Oral Presentation Inaugural Australian Ubiquitin Summit 2025

Disrupted cytoplasmic ubiquitylation in VEXAS drives inflammatory signaling through STING (128838)

Achim Werner 1
  1. National Institutes of Health, Bethesda, MD, United States

VEXAS (vacuoles, E1, X-linked, autoinflammatory, somatic) is a genetic disease caused by somatic mutations in UBA1, resulting in severe systemic autoinflammation and hematologic manifestations.

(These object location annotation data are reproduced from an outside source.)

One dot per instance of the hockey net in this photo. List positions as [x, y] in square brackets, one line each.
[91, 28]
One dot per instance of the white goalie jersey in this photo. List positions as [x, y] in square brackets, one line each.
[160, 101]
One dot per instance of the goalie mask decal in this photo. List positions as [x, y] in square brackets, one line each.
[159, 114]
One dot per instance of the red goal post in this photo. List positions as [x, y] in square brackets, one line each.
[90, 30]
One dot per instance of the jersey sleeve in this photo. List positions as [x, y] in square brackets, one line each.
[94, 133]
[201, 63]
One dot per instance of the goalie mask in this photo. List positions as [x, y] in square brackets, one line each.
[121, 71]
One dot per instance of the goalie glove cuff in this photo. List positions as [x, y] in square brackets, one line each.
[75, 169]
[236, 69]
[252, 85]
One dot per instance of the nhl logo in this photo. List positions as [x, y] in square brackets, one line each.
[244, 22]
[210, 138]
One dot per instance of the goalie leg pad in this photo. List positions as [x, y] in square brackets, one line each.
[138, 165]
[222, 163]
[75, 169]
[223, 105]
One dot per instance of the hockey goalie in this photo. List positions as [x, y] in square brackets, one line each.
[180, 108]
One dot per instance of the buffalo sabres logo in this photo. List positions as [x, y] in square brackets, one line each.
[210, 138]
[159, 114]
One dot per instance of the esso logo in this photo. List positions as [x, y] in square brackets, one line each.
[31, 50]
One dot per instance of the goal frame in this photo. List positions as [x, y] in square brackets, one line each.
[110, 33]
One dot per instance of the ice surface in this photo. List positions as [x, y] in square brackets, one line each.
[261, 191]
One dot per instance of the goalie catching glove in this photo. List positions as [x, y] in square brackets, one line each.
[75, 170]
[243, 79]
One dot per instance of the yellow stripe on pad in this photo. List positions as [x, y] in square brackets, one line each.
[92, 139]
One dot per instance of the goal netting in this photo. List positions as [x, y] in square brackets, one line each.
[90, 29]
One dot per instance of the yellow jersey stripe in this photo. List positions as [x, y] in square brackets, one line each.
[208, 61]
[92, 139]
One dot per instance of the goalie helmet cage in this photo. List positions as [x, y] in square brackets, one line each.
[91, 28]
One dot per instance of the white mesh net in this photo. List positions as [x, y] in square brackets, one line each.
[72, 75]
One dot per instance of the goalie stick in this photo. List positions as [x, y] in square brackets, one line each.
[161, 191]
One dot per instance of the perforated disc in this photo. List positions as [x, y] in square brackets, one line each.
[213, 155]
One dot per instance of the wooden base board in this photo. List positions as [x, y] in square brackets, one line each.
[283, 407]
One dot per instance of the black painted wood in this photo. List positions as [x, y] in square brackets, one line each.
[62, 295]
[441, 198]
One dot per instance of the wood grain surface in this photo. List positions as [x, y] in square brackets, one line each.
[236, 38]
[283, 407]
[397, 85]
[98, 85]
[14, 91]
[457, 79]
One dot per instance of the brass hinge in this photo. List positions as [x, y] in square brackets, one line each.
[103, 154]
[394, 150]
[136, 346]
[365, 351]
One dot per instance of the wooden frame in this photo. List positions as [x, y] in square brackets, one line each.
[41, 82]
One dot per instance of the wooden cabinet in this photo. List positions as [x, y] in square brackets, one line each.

UBA1 encodes the E1 ubiquitin-activating enzyme, which is essential for initiating the majority of ubiquitylation. VEXAS-associated mutations often specifically lower cytoplasmic UBA1 activity, but how this unique hypomorphic state causes innate immune activation in mature myeloid cells is unclear. Here, using multi-omics, biochemical, and cell biological analyses of model cell lines and patient-derived samples, we identify inhibition of ER-associated degradation (ERAD) as a specific and early VEXAS signal required for initiating cellular disease hallmarks. Disrupted cytoplasmic UBA1 activity most prominently reduces ubiquitin charging of ERAD E2 enzymes, causing proteotoxic stress, ER-derived vacuoles, and activation of the unfolded protein response (UPR). Intriguingly, although UPR signaling contributes, most inflammatory pathways are driven by accumulation of the ERAD substrate and innate immune adaptor STING, which is activated by DNA accumulated in the cytoplasm of VEXAS cells. STING inhibition resolves inflammation in VEXAS model and patient monocytes. Altogether, our findings determine the molecular pathogenesis of early cell-intrinsic events driving UBA1-dependent inflammation in mature myeloid cells and nominate the STING pathway as a therapeutic target in VEXAS.